Agencies detail plans to decrease aviation congestion

Transportation Department favors market-based solutions, but outside observers say these solutions are unproven.

While Transportation Department and Federal Aviation Administration officials said Tuesday they were implementing new strategies to reduce air traffic congestion, an industry representative said Transportation was relying on unproven experiments.

At a Senate Commerce Aviation Subcommittee hearing, Air Transport Association Executive Vice President John Meenan said service reductions by major airlines will not result in fewer delays in major airports, especially in the New York region.

Three airports in the New York metropolitan area account for 45 percent of flight delays system-wide, according to the ATA, and Meenan was critical of FAA and Transportation's plans to auction airlines' flight slots and encourage airports to implement congestion pricing against airlines.

"The DOT seems intent on leaving a legacy of failed but costly experiments that "do nothing to reduce congestion and flight delays in New York or anywhere else," Meenan said.

Transportation has favored market-based solutions to reduce congestion, such as slot auctions and congestion pricing, while it views flight caps, which have been implemented in the New York area, as only part of the solution.

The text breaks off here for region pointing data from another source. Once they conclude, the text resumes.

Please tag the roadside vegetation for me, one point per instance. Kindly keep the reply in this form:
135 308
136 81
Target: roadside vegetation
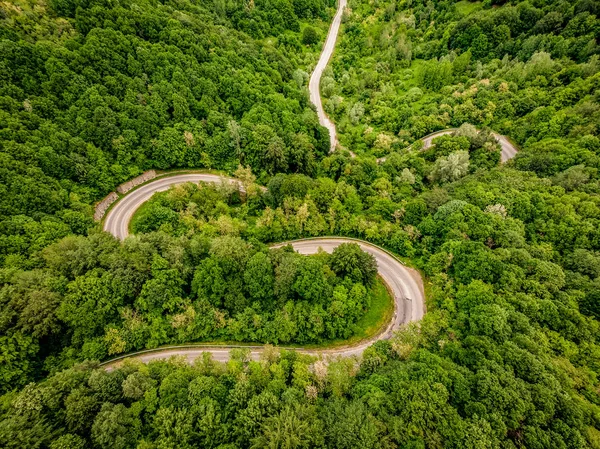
94 92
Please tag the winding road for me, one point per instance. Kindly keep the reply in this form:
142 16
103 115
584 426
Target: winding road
315 78
404 283
508 149
118 218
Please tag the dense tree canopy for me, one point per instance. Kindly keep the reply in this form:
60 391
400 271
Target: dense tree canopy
508 353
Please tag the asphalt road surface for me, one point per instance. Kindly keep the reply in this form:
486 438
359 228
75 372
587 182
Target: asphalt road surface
404 283
118 218
508 149
315 78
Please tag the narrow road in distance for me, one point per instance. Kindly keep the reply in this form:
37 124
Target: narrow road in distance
404 283
118 218
315 78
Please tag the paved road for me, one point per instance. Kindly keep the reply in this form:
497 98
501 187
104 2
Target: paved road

Government Accountability Office Physical Infrastructures Director Susan Fleming said the department has not demonstrated how slot auctions will help reduce congestion and added that FAA and DOT efforts will have a "limited" effect on delays this summer.

FAA Air Traffic Organization COO Hank Krakowski pointed to other congestion reduction initiatives, such as increased routes over the Atlantic Ocean and new "playbook" routes for avoiding inclement weather, including the use of military airspace. He added that new and extended runways and airfield configurations will help expand flight capacity. All agreed that implementing the digital NextGen air traffic control system and implementing new satellite technology nationwide by 2013 is an important goal.

Subcommittee members also used the hearing to sound off against oil speculation and the effect it is having on the industry. Meenan said the industry was being "decimated" by a $20 billion increase in fuel expenses compared to 2007, and as airlines restructure and slash service, higher fares can be expected.

Senate Commerce Committee ranking member Ted Stevens, R-Alaska, said he supported legislation criminalizing oil speculation. Aviation Subcommittee Chairman John (Jay) Rockefeller, D-W.Va., was concerned that states like his with smaller airports would feel the brunt of the airline's service cuts.